Senator Juan Miguel “Migs” Zubiri has filed bills to move the election. Zubiri pushes for March 30, 2026. He argues this date strictly follows the Supreme Court’s deadline. The High Court ordered the polls to happen “not later than March 31, 2026.” Zubiri wants to avoid a constitutional crisis. He wants a clean, legal vote that no one can question.

But the House of Representatives has a different view. Lanao del Sur Representative Zia Alonto Adiong filed House Bill No. 7236. He proposes a date of September 28, 2026. His reasoning is practical. The recent exclusion of Sulu from Barmm created a massive legal hole. Seven parliamentary seats vanished overnight. The maps must be redrawn. The automated machines must be reconfigured. 

Adiong argues that rushing this complex process for a March deadline invites disaster. He believes September gives the Commission on Elections enough time to do it right.

This creates a standoff between the Senate and the House. One chamber looks at the lawbook. The other looks at the logistics. The people of Mindanao are left watching how this will unfold.

We must ask if this delay honors the Comprehensive Agreement on the Bangsamoro (CAB). The CAB envisioned a smooth transition from conflict to governance. The CAB was signed on March 27, 2014, is the final peace settlement between the Philippine Government and the Moro Islamic Liberation Front (MILF) that ended decades of armed conflict. It serves as the blueprint for the current Bangsamoro Autonomous Region in Muslim Mindanao (Barmm).
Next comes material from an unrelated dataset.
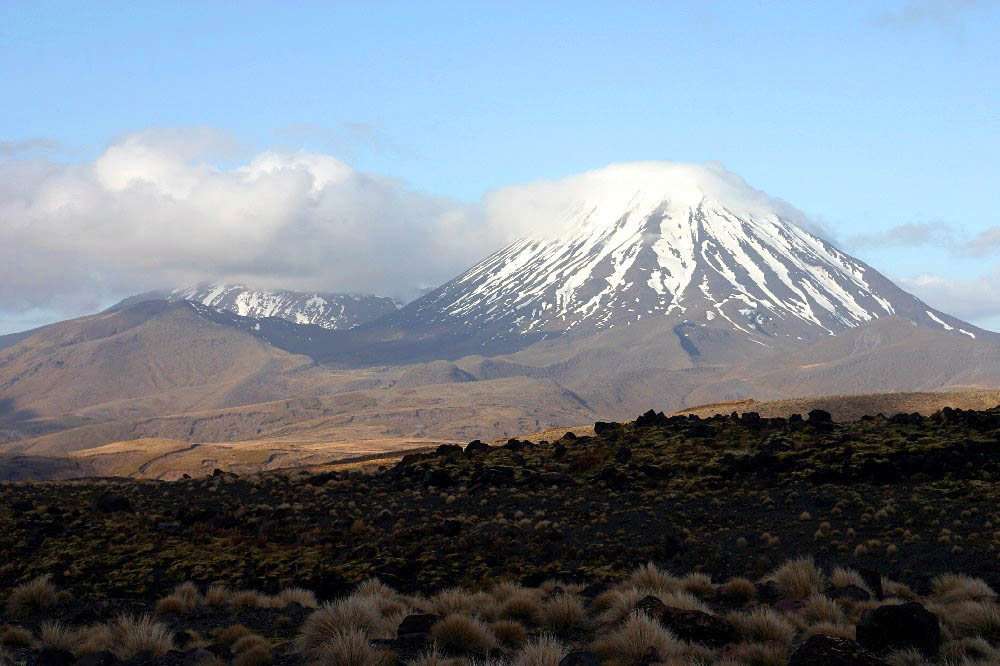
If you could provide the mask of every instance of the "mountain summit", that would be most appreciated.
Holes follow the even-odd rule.
[[[486,341],[650,319],[728,329],[774,348],[892,316],[979,333],[715,165],[612,165],[554,184],[551,194],[551,219],[534,233],[393,318],[457,325]]]
[[[262,319],[277,317],[296,324],[326,329],[354,328],[395,312],[400,303],[367,294],[327,294],[287,289],[254,289],[242,284],[203,282],[175,289],[170,301],[194,301],[220,312]]]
The CAB includes a provision for an “Exit Agreement.” This agreement officially terminates the peace negotiation process. This includes two main tracks: the Normalization Track, which refers to the decommissioning of MILF combatants and their transformation into civilian life; and the Political Track, or the ratification of the Bangsamoro Organic Law (BOL) and the establishment of a functioning, elected Bangsamoro Parliament.

The First Regular Election is a mandatory milestone of the Political Track. Until a regular parliament is elected and seats are filled (including the reallocation of Sulu’s seats), the political transition is technically incomplete. Therefore, the “Exit Agreement” cannot be signed, and the peace process remains in the “implementation phase” rather than being concluded.

Strictly speaking, another delay frustrates the timeline of the Exit Agreement. The roadmap promised an end to the transition period by 2022, then 2025. Now we talk of 2026. Every postponement tests the patience of the Moro people. It delays the full decommissioning of forces. It keeps the region in a state of “interim” governance.

However, a flawed election would be a greater violation of the peace deal. The CAB promises meaningful self-governance. You cannot have meaningful governance if the districts are unconstitutional. You cannot have a valid parliament if the exclusion of Sulu is not properly addressed in the electoral code. A rushed election that disenfranchises voters would betray the spirit of the peace process.

Therefore, the delay is a necessary bitter pill. It is better to wait for a credible election than to rush into a chaotic one. The government must ensure this is the final extension. The Exit Agreement requires substantial compliance, not just speed. We need a parliament that stands on solid legal ground.

The Senate and House must reconcile their dates quickly. Uncertainty breeds anxiety on the ground. The people of the Bangsamoro have waited decades for true autonomy. They can wait a few more months. But they will not wait forever. The polls must open. The transition must end. The promise of the CAB must finally become a reality.